Look very nice. You got any before pics of the wheels?


----------



## jerry318 (Feb 16, 2006)

Yes it is metalic, thought I would choose it for a change

I dont have any before pics sorry, the wheels had no kerbing but the paint was peeling in some areas

Need to get the brakes sorted they look terrible in the pics!!!!


----------



## spitfire (Feb 10, 2007)

What did you end up doing for the day?


----------



## jerry318 (Feb 16, 2006)

Started off at Braehead and the wife and kids decided to come through.

Seemed a good idea at the time but stopped me doing what I wanted when I wanted!!

By the time they came through and we had lunch and i took my wee lad to exscape for a look it was about 3.30 so was only really "hanging around" for about an hour


----------



## spitfire (Feb 10, 2007)

jerry318 said:


> Started off at Braehead and the wife and kids decided to come through.
> 
> Seemed a good idea at the time but stopped me doing what I wanted when I wanted!!
> 
> By the time they came through and we had lunch and i took my wee lad to exscape for a look it was about 3.30 so was only really "hanging around" for about an hour


That wasn't bad then.:thumb: I just got back from TGI Friday down there. Had a lovely rack of ribs.


----------



## caledonia (Sep 13, 2008)

Wheels look top notch Jerry. :thumb:
Have you had a chance to get the SN on the car yet.

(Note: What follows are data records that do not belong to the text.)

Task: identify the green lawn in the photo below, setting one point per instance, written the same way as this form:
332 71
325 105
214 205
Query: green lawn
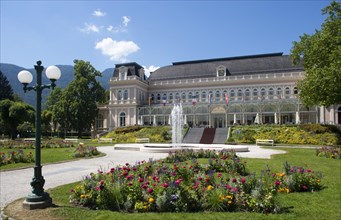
318 205
48 155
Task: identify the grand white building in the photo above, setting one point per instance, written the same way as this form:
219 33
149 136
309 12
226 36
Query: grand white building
213 92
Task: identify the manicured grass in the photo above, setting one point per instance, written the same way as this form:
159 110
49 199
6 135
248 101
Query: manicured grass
324 204
48 155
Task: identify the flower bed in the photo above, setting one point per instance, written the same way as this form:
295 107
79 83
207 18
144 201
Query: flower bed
172 186
329 152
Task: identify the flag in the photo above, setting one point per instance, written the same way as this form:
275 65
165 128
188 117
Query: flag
226 99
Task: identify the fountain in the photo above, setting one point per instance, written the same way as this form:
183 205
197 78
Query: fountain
177 125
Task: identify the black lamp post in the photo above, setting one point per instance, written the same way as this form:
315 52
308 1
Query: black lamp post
38 198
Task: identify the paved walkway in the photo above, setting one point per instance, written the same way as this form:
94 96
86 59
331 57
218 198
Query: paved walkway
16 184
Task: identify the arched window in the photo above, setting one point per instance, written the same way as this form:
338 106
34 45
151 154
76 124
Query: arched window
232 95
271 93
183 97
119 95
190 96
171 97
255 94
247 94
287 92
203 96
240 94
279 93
125 95
217 96
122 119
99 121
262 93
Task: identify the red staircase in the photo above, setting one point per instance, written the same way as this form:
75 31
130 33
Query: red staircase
208 136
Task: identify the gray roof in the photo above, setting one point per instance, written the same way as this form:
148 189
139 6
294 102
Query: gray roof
242 65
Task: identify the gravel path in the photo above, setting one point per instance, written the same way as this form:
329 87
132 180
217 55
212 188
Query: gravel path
16 184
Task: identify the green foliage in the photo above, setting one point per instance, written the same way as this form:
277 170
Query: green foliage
329 152
157 186
14 113
315 134
6 91
75 107
17 156
320 54
159 134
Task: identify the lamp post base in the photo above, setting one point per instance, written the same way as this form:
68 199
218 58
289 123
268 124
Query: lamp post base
44 202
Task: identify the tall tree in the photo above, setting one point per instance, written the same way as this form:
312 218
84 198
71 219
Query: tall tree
320 54
6 91
13 114
81 96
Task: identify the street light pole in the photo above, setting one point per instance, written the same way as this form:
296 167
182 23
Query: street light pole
38 198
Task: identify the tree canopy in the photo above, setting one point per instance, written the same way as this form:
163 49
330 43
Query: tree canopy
12 114
320 54
75 107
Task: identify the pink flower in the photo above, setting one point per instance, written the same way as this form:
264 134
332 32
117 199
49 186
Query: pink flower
150 190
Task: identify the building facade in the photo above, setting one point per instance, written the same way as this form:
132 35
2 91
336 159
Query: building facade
216 93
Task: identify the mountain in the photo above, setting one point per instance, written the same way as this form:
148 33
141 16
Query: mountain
11 71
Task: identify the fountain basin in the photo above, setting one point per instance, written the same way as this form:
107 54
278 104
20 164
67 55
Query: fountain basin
166 148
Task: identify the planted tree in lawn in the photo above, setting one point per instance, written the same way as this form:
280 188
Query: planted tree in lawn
14 113
80 97
320 54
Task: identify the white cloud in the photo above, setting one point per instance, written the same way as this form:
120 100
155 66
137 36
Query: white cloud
125 21
98 13
88 28
117 50
150 69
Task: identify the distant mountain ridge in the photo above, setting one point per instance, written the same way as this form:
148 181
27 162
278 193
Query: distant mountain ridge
11 71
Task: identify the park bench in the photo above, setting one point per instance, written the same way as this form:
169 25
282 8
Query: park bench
74 140
265 142
105 140
142 140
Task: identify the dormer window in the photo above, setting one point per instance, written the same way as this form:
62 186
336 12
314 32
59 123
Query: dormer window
123 73
141 73
221 71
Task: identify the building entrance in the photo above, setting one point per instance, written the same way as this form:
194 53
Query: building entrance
219 121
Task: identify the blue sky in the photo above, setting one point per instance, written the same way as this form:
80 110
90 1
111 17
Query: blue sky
151 33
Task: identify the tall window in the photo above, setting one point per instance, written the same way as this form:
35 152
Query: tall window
217 96
247 94
255 94
125 95
122 119
119 95
203 96
232 95
240 94
287 92
99 121
271 93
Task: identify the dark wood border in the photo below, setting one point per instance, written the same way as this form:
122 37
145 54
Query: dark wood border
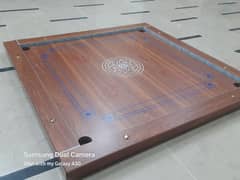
137 142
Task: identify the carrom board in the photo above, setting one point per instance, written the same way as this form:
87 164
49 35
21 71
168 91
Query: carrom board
107 94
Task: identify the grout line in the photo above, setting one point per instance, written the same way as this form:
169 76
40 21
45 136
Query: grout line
88 5
7 69
180 162
14 10
189 37
137 1
68 19
234 29
225 3
229 13
187 7
136 12
183 19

Glad you had a good day. Look forward to seeing you at the next meet also.
Gordon.


----------



## The Cueball (Feb 8, 2007)

jerry318 said:


> Yeah wheels are getting done at Chameleon
> 
> When I go shopping im in and out in an hour max lol
> 
> ...


Can I get some contact details if their work is good, I have 2 sets of alloys that need done.....

Cheers

:thumb:


----------



## jerry318 (Feb 16, 2006)

The Cueball said:


> Can I get some contact details if their work is good, I have 2 sets of alloys that need done.....
> 
> Cheers
> 
> :thumb:


Chameleon Powder Coatings
Station Crescent, 
RENFREW, PA4 8RA 
01418851714


----------



## jerry318 (Feb 16, 2006)

caledonia said:


> Wheels look top notch Jerry. :thumb:
> Have you had a chance to get the SN on the car yet.
> 
> Glad you had a good day. Look forward to seeing you at the next meet also.
> Gordon.


Thanks Gordon:thumb:

Had the SN out today, gave the car a good polish with the sample of Platinum i picked up on sunday from Bill @ Autosmart and then on with the SN.
Topped it of with some Z8 and im well chuffed.

Yep looking forward to the next meet where ever it may be:thumb:


----------



## caledonia (Sep 13, 2008)

jerry318 said:


> Yep looking forward to the next meet where ever it may be:thumb:


Hopefully April or May.
Just watch out for the feeler thread. :thumb:
Gordon.


----------



## MP3_Kenzie (Mar 26, 2007)

How much did it cost you if you don't mind me asking?


----------



## VictorVTi (Dec 23, 2008)

jerry318 said:


> No probs
> 
> Was quoted £210 for the 1 day service


:thumb:


----------



## MP3_Kenzie (Mar 26, 2007)

Thanks


----------